The Structure of Local Discipline

What counts as "rigor" changes as a researcher moves from exploratory data analysis to formal hypothesis testing. A pattern discovered under exploratory criteria is not yet a causal explanation; a plausible synthesis of papers is not yet a validated conclusion. In each stage, the researcher operates under a different set of local constraints—a "local discipline."

Computational assistance often fails when it ignores these boundaries. Retrieval-augmented systems can improve synthesis [ASAI-2026], but they struggle with verification [SON-ETAL-2025] because the standards for "good synthesis" and "good verification" are epistemically distinct. A regime-sensitive approach acknowledges that different parts of scientific work are governed by different local standards, and that architectural separation is therefore epistemically appropriate.

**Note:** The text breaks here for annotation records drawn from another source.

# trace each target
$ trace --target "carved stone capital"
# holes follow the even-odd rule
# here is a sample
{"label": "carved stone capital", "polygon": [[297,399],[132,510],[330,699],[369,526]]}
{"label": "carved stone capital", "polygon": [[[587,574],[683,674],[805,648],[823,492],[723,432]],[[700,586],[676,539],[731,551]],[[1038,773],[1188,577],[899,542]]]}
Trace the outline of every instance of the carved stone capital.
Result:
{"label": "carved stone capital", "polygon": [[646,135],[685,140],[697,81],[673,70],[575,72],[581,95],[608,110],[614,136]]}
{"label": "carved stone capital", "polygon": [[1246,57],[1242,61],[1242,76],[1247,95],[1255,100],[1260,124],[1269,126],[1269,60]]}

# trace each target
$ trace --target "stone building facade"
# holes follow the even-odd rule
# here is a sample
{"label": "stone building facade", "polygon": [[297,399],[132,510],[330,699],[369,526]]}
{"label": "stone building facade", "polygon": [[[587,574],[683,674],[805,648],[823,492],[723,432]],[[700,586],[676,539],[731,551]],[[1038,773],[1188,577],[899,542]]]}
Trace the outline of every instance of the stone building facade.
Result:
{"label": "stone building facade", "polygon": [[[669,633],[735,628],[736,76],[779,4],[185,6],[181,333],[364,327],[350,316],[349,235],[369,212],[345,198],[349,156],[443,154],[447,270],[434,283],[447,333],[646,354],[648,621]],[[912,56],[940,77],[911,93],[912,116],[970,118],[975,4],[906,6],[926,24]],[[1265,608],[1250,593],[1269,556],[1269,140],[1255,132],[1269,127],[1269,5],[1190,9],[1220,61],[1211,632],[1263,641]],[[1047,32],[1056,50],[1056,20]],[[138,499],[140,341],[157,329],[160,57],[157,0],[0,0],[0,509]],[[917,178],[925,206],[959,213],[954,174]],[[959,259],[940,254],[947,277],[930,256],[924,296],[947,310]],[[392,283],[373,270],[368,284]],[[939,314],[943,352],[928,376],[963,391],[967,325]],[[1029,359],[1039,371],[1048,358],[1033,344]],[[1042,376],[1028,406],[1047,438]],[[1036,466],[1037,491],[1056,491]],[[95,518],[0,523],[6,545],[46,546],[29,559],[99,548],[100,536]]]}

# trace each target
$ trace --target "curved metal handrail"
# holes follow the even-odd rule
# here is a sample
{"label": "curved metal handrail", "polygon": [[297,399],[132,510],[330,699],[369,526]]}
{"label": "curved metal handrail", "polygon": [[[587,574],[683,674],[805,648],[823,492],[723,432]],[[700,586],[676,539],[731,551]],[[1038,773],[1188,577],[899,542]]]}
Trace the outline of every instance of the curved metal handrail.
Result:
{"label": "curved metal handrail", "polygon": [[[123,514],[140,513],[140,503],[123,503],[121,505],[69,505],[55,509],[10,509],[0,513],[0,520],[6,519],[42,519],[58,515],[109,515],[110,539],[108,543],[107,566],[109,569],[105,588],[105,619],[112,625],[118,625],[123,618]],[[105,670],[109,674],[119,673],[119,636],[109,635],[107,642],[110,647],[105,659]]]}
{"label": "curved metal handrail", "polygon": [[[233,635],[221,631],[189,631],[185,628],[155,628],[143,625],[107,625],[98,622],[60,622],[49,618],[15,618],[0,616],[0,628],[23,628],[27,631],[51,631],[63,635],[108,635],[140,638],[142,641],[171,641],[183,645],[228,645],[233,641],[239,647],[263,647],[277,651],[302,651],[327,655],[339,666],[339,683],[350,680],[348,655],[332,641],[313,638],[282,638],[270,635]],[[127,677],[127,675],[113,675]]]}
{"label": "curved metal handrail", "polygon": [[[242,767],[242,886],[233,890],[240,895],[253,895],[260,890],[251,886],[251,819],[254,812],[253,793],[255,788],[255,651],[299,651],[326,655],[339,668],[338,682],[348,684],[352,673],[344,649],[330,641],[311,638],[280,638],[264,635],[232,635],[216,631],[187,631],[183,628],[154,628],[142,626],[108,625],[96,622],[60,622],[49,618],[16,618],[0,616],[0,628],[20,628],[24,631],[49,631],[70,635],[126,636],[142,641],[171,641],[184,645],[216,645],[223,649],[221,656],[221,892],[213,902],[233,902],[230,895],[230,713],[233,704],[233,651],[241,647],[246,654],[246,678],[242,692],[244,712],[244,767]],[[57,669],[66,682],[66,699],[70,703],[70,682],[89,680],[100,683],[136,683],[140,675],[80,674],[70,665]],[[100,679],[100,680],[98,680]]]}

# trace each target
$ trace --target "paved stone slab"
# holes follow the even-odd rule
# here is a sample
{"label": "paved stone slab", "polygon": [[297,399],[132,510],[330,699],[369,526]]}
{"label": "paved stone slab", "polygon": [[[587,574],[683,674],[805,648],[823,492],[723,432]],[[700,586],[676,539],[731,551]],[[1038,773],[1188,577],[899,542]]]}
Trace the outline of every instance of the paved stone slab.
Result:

A Taxonomy of Interpretive Regimes

To make the concept of interpretive regimes operational, we propose a taxonomy of bounded modes of inquiry, each with its own function and validation criteria:

  • Observational: Converts phenomena or documents into usable evidence structures.
  • Exploratory: Searches for patterns, anomalies, and promising directions.
  • Model-constructive: Proposes mechanisms and representational structures.
  • Deductive-formal: Derives consequences and checks consistency.
  • Experimental-interventional: Selects actions that discriminate among candidates.
  • Critical-delimitative: Identifies artifacts and limits of validity.

A single research project may move through many of these regimes, often iteratively. The role of the scientist—and potentially the copilot—is to manage the transitions between them, ensuring that the artifacts produced in one regime remain valid when exported to another.

Operational Stratification

The proposal that scientific reasoning is operationally stratified has direct consequences for AI systems design. If we treat science as a sequence of regimes, we can assign different computational mechanisms to different epistemic burdens. Large language models (LLMs) appear highly effective in heuristic exploration and synthesis [GOTTWEIS-ETAL-2025], while formal solvers and causal inference engines are better suited for deductive and interventional work [ZHANG-ETAL-2024].

This stratification allows for a more restrained and implementable direction for scientific AI. Instead of aiming for a general "artificial scientist," we can build systems that are experts at identifying the current regime and mobilizing the appropriate domain-specific background knowledge and validation tools.

Conclusion

Scientific reliability is not a monolithic property but a distributed one, enforced locally within each interpretive regime. By making this stratification explicit, the MRP framework provides a principled way to organize the various tools and methods of automated science. The future of research copilots lies not in universal intelligence, but in regime-sensitive orchestration.

References

  • [ASAI-2026] Asai, Akari; et al. Synthesizing scientific literature with retrieval-augmented language models. Nature. 2026.
  • [GOTTWEIS-ETAL-2025] Gottweis, Juraj; et al. Towards an AI co-scientist. arXiv. 2025.
  • [SON-ETAL-2025] Son, Guijin; et al. When AI Co-Scientists Fail: SPOT-a Benchmark for Automated Verification. arXiv. 2025.
  • [ZHANG-ETAL-2024] Zhang, Zhaozhi; et al. Adaptive Causal Experimental Design. OpenReview. 2024.